For both Sam Gbaydee Doe and Al Fuertes, the vocation of peacebuilding was forged in the trauma of civil war. In Doe’s native Liberia, 10 percent of the population perished. For Fuertes, growing up on the Philippine island Mindanao, one of the world’s longest recent wars seemed “a given.”
Now, over more than a decade, both men have been familiar faces at Eastern Mennonite University’s Summer Peacebuilding Institute in Harrisonburg, Va., first as students and later – including this summer – faculty.
Doe sought a place to recover from the trauma in Liberia, as well as seek ways to prevent such disasters, when he first attended SPI In 1996.
After earning a master’s from EMU’s Center for Justice and Peacebuilding, Doe worked with later CJP graduate Emmanuel Bombande to launch the West African Network for Peacebuilding. WANEP works with intergovernmental bodies on human rights and education while training local volunteers to spot “early warning signs” of violence.
Doe received EMU’s Distinguished Service Award in 2002 and earned a doctorate in 2010 from the UK’s University of Bradford.
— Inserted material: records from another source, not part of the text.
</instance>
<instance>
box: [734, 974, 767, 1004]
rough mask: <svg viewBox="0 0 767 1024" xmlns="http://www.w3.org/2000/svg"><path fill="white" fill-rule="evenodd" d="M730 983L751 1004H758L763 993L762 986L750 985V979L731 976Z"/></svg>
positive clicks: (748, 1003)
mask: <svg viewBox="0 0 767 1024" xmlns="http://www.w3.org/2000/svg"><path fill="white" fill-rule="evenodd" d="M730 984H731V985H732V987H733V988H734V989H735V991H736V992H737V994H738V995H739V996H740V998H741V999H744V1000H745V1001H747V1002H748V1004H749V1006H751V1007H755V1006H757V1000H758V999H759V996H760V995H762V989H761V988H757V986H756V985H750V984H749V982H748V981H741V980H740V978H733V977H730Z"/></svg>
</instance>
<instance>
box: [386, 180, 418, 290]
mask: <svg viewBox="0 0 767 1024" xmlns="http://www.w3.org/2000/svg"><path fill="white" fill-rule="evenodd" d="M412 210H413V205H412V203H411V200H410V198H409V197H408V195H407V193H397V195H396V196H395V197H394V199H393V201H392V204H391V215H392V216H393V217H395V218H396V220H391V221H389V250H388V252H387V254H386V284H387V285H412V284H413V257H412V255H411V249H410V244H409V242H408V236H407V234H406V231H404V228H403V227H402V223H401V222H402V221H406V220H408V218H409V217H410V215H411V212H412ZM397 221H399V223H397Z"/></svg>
He has mentored fellow-African SPI alumni including Leymah Gbowee, who organized Women of Liberia Mass Action for Peace; fellow-Liberian Mack Mulbah, who established a peer mediation program; and Takwa Suifon, a research analyst from Cameroon.
Since 2005, Doe has worked for the United Nations, serving in Fiji before becoming a Development and Reconciliation Advisor in Sri Lanka in 2007. In the wake of Sri Lanka’s long civil war, challenges include resolving conflict between Tamil and Sinhalese communities.
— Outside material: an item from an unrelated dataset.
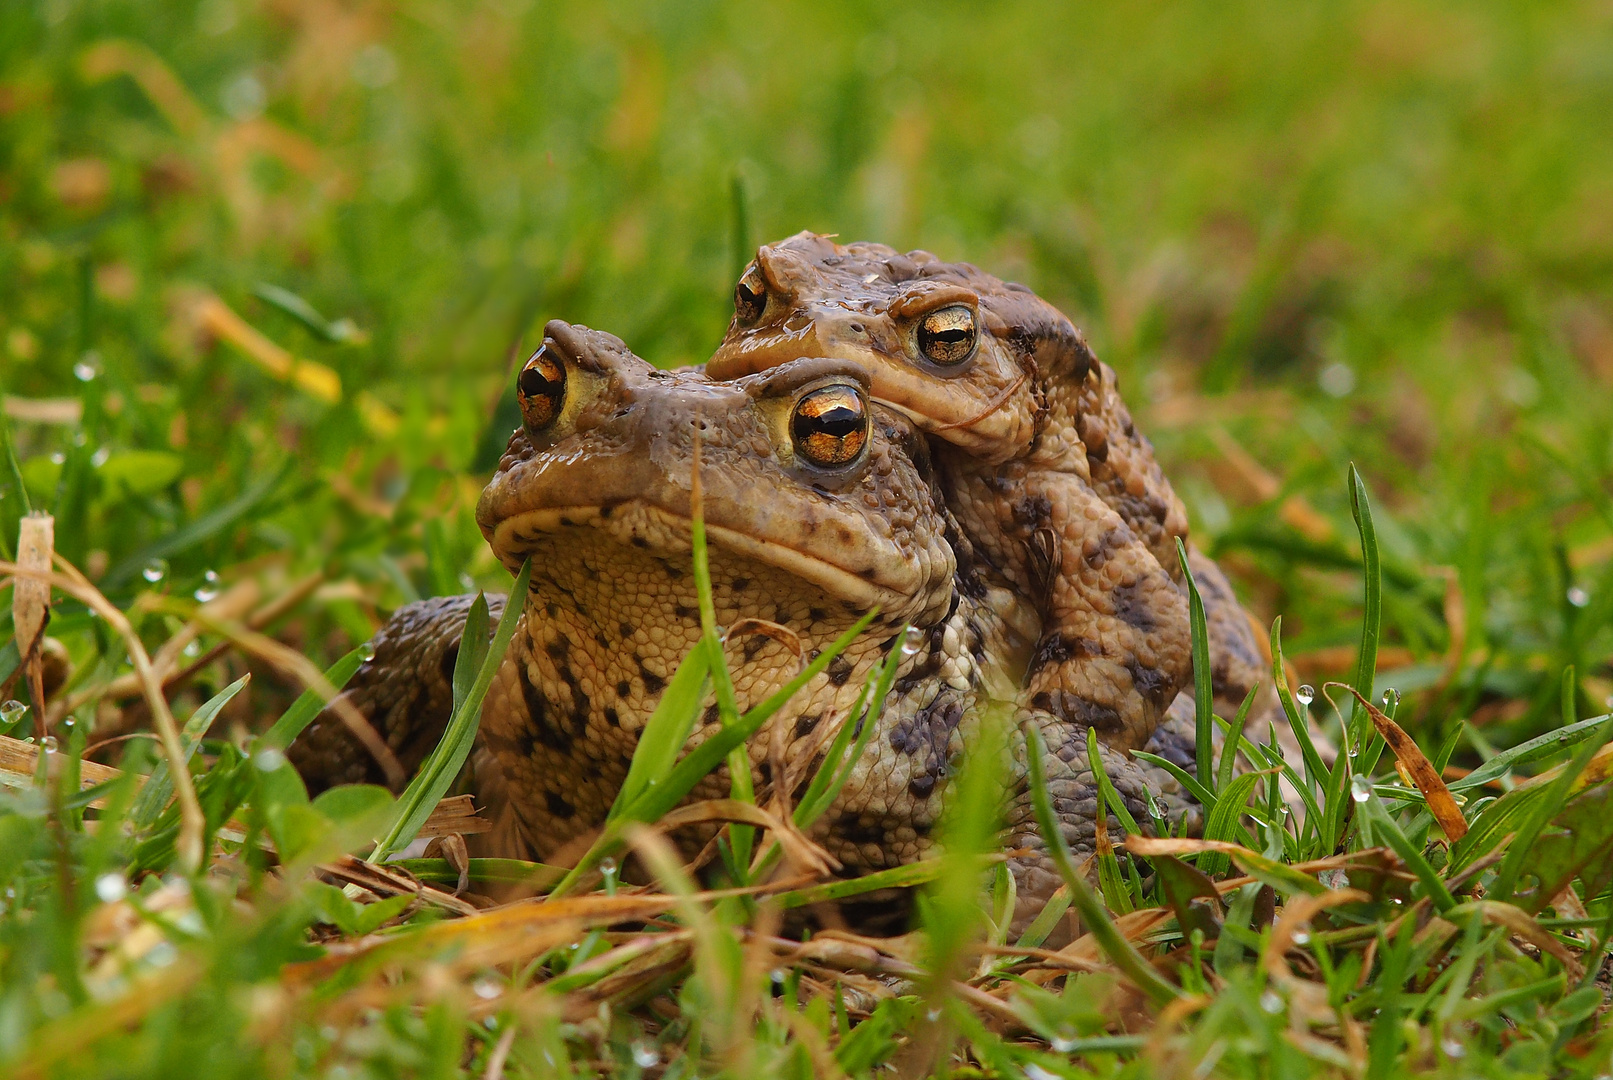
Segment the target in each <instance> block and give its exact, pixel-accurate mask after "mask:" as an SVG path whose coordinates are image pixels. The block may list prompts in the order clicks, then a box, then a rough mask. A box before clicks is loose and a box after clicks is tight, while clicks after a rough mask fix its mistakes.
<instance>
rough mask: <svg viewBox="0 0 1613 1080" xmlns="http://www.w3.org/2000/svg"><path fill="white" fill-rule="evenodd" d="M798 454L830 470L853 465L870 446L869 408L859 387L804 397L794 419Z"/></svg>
mask: <svg viewBox="0 0 1613 1080" xmlns="http://www.w3.org/2000/svg"><path fill="white" fill-rule="evenodd" d="M790 438H792V440H794V443H795V453H797V455H800V456H802V458H805V459H807V461H810V463H811V464H816V466H823V467H826V469H836V467H839V466H845V464H852V463H853V461H857V458H858V456H860V455H861V453H863V448H865V447H868V405H866V403H865V401H863V395H861V393H858V392H857V388H855V387H847V385H831V387H823V388H821V390H813V392H811V393H805V395H802V400H800V401H797V403H795V413H794V414H792V416H790Z"/></svg>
In his “Conflict-Sensitive Development and Peacebuilding” SPI course this May, Doe had students address the interrelated problems of “Tala,” a fictional name for a country struggling with issues resembling Uganda’s.
Students find that “development” in less-powerful nations may entail profiteers exploiting a less-regulated environment: “You’re not building factories; you’re only taking the trees, taking the oil. It leaves a lot of people disempowered,” Doe says. He hopes CJP, like WANEP, can evolve to “engage on the policy level.”
Reflecting on a recent visit to his extended family, Doe says, “Liberia is on a path of healing, but healing takes a long time.”
In May, as Al Fuertes finished teaching his SPI course, “Trauma Awareness and Transformation,” he was preparing to lead a George Mason University student group to the Philippines, where he directs a global education program.
Fuertes was a youth-camp leader, organizer and pastor in Mindanao before his first visit to EMU (then Eastern Mennonite College) as an undergraduate with the 1990-91 International Visitors Exchange Program.
He has participated in SPI as a student, dorm resident assistant, and – from 2001-04 as well as this summer – teacher.
Meanwhile, Fuertes has taught for 10 years in GMU’s multidisciplinary New Century College on topics including the refugee experience, forgiveness in divided communities, trauma healing and spirituality. He earned his doctorate at GMU, where he received the 2008 Teaching Excellence Award.
Fuertes’ book, Community-Based Warviews, focuses on displaced communities with whom he has worked: Karen refugees (many having lived 40 years in camps on the Thai-Burmese border) and those in Mindanao. He also writes about the importance of humanitarian groups asking beneficiaries what they need rather than deciding for them. He’s working on a book that draws from his popular spirituality class.
In teaching, Fuertes employs hands-on activities, storytelling and reflection. “Trauma,” he notes, is not only a clinical condition but one that affects whole communities. In SPI courses, despite the shared peacebuilding commitment, he finds, “Some members of a class may meet people there whom they believed to be their enemies.” That is how powerful learning challenges may begin.
–Chris Edwards is a free-lance writer living in Harrisonburg.